Sunday, September 19, 2010

Knowing my limits

I find myself drawn to TV shows, books, articles, and even movies that tell the story of those less fortunate, those in pain, or those who are going through something I hope I will never have to experience. My husband gives me a grief for wanting to read depressing stories. It's not that I like to hear depressing stories, I just tend to pause on them. I'm interested in how people cope, how they react, and at times, how they carry on with life.

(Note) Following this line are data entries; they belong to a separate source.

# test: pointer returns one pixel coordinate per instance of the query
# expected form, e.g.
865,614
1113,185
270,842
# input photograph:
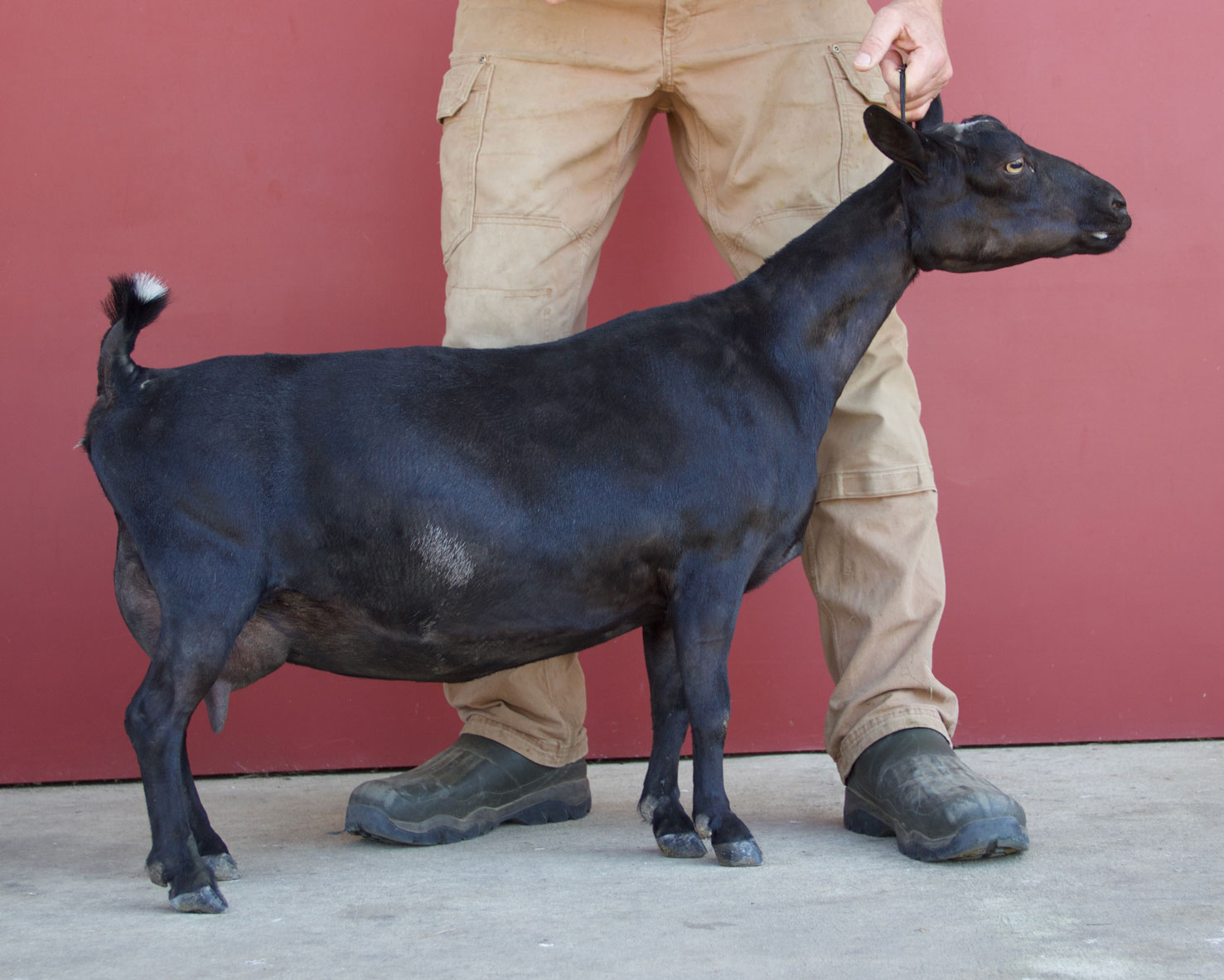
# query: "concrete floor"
1125,880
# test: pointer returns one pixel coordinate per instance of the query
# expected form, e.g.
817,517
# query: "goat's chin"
1098,243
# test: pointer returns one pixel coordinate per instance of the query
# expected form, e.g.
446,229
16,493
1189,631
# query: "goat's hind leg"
189,656
212,849
660,800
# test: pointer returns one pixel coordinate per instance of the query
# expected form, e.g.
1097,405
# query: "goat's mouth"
1108,235
1103,241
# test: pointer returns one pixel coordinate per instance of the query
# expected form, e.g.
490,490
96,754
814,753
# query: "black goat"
439,514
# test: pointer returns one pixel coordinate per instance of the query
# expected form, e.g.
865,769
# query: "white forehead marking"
444,556
961,128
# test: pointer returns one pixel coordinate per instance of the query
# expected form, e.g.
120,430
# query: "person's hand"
911,33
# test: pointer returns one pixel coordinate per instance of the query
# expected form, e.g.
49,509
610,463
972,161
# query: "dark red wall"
276,163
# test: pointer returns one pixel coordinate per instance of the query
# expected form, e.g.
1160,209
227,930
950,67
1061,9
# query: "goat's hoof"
685,844
738,853
223,867
207,900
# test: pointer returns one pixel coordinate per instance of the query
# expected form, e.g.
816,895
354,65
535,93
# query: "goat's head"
980,197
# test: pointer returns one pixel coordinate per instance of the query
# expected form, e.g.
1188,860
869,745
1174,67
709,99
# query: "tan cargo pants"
545,112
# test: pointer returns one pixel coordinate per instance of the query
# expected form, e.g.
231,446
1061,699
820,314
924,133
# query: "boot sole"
549,805
993,837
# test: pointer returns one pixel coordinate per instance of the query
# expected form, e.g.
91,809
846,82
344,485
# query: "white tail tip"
148,287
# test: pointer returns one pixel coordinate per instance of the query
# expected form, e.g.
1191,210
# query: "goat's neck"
829,290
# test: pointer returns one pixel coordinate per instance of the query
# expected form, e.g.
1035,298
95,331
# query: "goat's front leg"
669,713
703,620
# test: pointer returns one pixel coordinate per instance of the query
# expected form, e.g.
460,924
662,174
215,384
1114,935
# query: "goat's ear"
895,140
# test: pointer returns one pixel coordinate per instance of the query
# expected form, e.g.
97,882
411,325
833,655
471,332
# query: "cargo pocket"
854,89
462,113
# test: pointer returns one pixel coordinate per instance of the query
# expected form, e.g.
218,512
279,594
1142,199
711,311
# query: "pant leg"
545,112
767,123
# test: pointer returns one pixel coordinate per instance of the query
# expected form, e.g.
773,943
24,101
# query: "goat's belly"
351,641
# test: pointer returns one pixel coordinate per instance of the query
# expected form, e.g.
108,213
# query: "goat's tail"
135,302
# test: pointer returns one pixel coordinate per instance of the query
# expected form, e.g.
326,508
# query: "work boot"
912,784
464,792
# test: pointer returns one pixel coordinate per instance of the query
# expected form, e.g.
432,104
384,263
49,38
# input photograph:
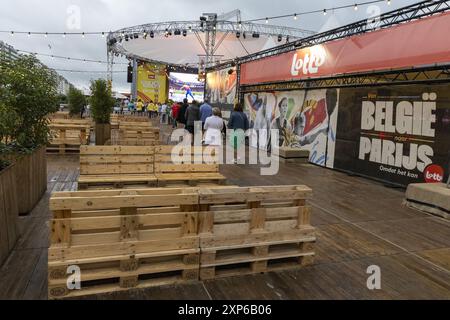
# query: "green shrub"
28,95
101,101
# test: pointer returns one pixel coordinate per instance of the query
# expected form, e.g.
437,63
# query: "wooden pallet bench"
68,134
188,168
253,230
122,239
116,167
117,119
138,134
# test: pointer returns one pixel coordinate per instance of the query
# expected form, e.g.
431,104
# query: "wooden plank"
121,248
80,203
116,150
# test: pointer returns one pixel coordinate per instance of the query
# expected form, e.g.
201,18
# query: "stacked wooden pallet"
68,134
116,119
116,166
253,230
137,134
120,166
186,165
122,239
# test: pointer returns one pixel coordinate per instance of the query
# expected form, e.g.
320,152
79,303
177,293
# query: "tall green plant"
101,101
28,90
76,101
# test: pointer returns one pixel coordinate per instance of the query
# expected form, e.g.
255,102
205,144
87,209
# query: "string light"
266,19
70,58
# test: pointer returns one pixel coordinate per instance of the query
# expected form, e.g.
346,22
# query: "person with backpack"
175,111
182,113
238,121
192,115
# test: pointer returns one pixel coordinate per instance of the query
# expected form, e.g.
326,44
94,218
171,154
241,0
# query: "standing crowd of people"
212,124
185,115
146,109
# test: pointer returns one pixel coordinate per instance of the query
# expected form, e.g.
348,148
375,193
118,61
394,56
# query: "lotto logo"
433,173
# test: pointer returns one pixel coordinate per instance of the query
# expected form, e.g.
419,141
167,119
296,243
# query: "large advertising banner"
185,86
400,46
399,134
152,82
221,87
305,119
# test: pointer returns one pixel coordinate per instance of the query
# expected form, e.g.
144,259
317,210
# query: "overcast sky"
105,15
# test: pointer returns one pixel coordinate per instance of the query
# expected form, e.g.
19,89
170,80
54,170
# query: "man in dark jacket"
182,113
192,115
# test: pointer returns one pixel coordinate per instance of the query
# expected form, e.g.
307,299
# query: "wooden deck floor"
359,223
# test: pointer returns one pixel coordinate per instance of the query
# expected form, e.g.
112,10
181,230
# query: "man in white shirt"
213,128
163,113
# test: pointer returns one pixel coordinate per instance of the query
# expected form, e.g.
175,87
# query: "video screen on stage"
185,85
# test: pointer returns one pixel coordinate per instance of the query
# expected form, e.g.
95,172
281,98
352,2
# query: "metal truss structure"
388,19
206,29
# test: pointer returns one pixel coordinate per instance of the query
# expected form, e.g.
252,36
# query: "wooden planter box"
31,179
8,212
102,134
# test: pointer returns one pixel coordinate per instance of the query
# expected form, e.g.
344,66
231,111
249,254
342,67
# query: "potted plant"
28,95
102,103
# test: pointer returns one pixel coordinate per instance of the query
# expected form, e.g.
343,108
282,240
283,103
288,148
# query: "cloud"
105,15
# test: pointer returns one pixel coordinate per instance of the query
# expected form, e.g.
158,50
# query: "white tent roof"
177,49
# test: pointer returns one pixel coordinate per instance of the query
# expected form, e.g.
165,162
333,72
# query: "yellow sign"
152,82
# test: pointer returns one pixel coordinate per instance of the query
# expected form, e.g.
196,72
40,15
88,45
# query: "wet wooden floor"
359,223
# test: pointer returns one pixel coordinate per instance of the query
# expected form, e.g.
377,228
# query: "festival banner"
221,87
185,86
397,134
413,44
305,120
152,82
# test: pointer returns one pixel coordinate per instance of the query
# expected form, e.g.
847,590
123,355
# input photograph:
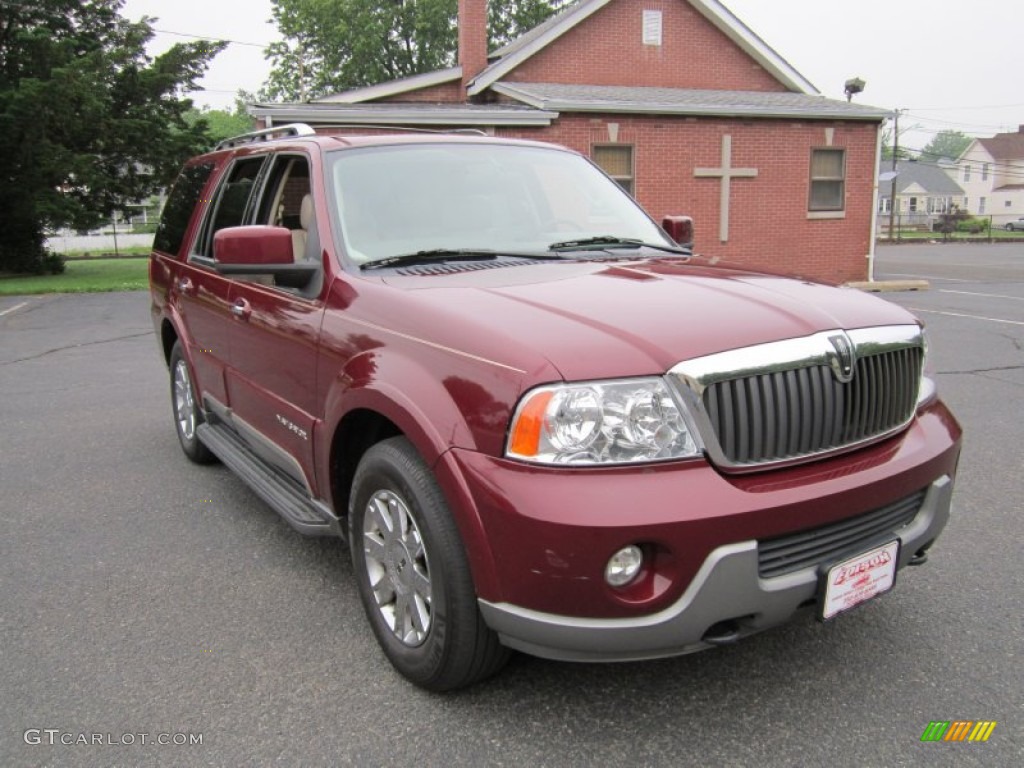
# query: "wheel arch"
377,410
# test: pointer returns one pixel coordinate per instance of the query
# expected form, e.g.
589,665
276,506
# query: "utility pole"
892,194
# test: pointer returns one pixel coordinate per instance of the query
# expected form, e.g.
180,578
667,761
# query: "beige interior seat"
300,236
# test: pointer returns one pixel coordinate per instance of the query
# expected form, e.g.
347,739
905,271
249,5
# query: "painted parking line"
969,316
918,275
986,295
14,308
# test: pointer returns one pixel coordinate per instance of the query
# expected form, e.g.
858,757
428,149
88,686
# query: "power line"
212,39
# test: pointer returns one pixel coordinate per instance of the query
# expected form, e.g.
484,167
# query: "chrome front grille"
772,417
788,400
811,548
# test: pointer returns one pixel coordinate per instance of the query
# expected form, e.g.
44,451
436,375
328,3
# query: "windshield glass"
393,201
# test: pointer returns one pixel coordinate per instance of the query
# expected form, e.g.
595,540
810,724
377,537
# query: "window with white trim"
827,190
616,161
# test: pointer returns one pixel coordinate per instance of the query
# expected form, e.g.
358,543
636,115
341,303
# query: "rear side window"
230,202
179,207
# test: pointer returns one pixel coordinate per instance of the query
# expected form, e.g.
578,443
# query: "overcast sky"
951,65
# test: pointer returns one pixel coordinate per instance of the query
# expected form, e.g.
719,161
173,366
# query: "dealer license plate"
852,582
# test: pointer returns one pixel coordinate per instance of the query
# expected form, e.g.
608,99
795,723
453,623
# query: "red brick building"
678,100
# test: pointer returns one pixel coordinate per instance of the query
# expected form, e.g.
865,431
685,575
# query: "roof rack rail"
407,128
280,131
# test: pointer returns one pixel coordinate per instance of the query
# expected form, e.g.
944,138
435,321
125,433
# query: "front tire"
413,574
187,414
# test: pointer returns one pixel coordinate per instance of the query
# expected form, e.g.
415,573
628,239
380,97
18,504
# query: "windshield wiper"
434,254
607,241
450,254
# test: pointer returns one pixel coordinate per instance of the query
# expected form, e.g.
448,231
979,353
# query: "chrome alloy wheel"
397,567
184,404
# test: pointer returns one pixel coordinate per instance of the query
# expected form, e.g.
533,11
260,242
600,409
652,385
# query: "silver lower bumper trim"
726,588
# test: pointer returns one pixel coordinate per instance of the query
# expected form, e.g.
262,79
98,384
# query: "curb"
890,286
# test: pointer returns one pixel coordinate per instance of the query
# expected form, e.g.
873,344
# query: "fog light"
624,565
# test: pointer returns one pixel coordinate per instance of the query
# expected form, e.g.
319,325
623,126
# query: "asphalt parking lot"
143,595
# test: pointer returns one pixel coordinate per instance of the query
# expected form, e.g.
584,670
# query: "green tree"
88,123
334,45
945,144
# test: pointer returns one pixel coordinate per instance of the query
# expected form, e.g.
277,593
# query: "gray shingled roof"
927,175
556,96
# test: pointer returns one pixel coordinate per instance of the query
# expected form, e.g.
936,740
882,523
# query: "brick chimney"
472,38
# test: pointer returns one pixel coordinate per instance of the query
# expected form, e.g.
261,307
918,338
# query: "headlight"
600,422
927,390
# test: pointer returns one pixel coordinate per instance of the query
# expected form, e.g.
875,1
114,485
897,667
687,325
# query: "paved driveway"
142,595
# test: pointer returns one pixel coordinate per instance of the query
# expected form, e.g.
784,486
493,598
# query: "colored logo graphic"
958,730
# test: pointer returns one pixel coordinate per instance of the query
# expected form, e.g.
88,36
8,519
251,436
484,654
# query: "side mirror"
680,228
253,247
261,250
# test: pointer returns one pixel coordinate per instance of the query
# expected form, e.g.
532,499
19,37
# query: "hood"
606,320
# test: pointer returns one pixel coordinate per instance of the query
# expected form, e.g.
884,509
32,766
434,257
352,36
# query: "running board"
306,515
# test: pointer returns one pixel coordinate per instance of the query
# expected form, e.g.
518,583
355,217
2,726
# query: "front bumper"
725,593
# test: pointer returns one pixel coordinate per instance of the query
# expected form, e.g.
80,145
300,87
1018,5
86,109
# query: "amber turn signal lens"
525,438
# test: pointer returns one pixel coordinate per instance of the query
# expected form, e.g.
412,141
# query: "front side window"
827,180
616,161
392,201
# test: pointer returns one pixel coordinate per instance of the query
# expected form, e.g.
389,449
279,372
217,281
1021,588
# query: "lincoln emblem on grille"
843,361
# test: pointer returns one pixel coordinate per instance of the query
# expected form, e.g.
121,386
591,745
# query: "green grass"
131,251
996,235
91,275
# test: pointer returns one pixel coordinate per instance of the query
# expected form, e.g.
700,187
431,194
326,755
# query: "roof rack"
406,128
281,131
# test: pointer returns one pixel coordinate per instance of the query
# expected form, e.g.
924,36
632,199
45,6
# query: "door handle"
242,308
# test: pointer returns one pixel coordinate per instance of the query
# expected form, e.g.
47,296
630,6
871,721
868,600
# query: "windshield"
394,201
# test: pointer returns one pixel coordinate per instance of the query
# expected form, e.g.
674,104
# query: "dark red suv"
539,421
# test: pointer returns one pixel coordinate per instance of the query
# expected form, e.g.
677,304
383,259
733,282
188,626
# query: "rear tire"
187,414
413,573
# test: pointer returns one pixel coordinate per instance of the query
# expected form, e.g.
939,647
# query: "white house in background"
991,173
924,192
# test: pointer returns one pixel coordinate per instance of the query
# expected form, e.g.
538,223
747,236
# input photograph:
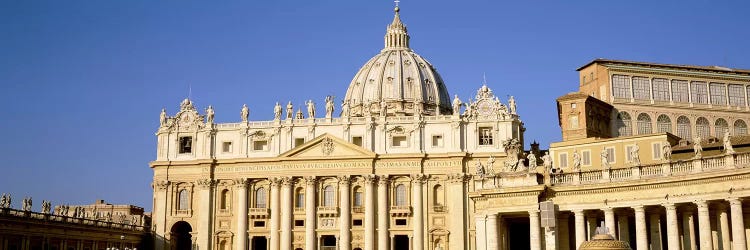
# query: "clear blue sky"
82,82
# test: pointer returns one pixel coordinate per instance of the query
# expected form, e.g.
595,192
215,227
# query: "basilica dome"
397,80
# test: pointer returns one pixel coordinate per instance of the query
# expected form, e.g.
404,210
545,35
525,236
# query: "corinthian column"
310,212
240,185
204,218
580,222
418,219
383,214
673,234
455,203
738,225
704,225
345,220
275,213
641,235
369,213
286,213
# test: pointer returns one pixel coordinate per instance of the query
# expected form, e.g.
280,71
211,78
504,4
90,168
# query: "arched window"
664,124
183,200
624,124
358,197
702,127
329,196
299,198
740,128
644,124
438,195
260,197
721,126
225,199
400,195
683,128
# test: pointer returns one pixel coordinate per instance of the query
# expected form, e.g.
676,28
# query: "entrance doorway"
328,242
259,243
180,236
401,242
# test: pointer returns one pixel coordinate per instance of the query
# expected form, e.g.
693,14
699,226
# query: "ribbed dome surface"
397,78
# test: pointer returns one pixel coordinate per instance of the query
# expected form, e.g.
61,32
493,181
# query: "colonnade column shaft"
383,214
418,219
310,213
240,186
204,218
738,225
641,233
655,226
704,225
535,235
274,213
688,231
673,234
580,222
369,212
724,226
286,213
492,235
345,220
609,221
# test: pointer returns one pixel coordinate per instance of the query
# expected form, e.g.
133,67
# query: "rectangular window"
226,147
718,94
298,142
699,92
680,91
357,140
398,141
186,145
621,86
260,145
586,158
661,89
736,95
656,150
563,160
641,88
611,155
485,136
437,140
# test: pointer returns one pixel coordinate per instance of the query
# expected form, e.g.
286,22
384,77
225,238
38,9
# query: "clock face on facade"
485,108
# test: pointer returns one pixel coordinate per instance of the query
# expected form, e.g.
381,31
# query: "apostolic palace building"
656,155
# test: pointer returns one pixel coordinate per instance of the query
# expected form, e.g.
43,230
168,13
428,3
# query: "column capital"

It's usually safe to say that unless I have gone through the same experience as someone else, and in the same manner, I can't speak to exactly how they feel. I can guess as to what emotion the experience may leave behind, but I will never truly understand. So, when I find a book that lets me dive into the characters and feel what they are feeling, I become immersed. I think about the characters for days after I've finished reading. I ponder what they would have done if the situation was different. I examine why they chose to do what they did. I want to try my best to understand their emotional journey, and as a result, their choices.

This leads me to a book I recently caught wind of, ROOM by Emma Donoghue. With everything I said above, I'm not sure I can read this book. As a mother of a small son, something tells me this story may haunt me longer than others.

I want to understand the pain of others, but I'm not sure if I can handle the pain of a little boy. It may, for the first time, be a little too close to the heart.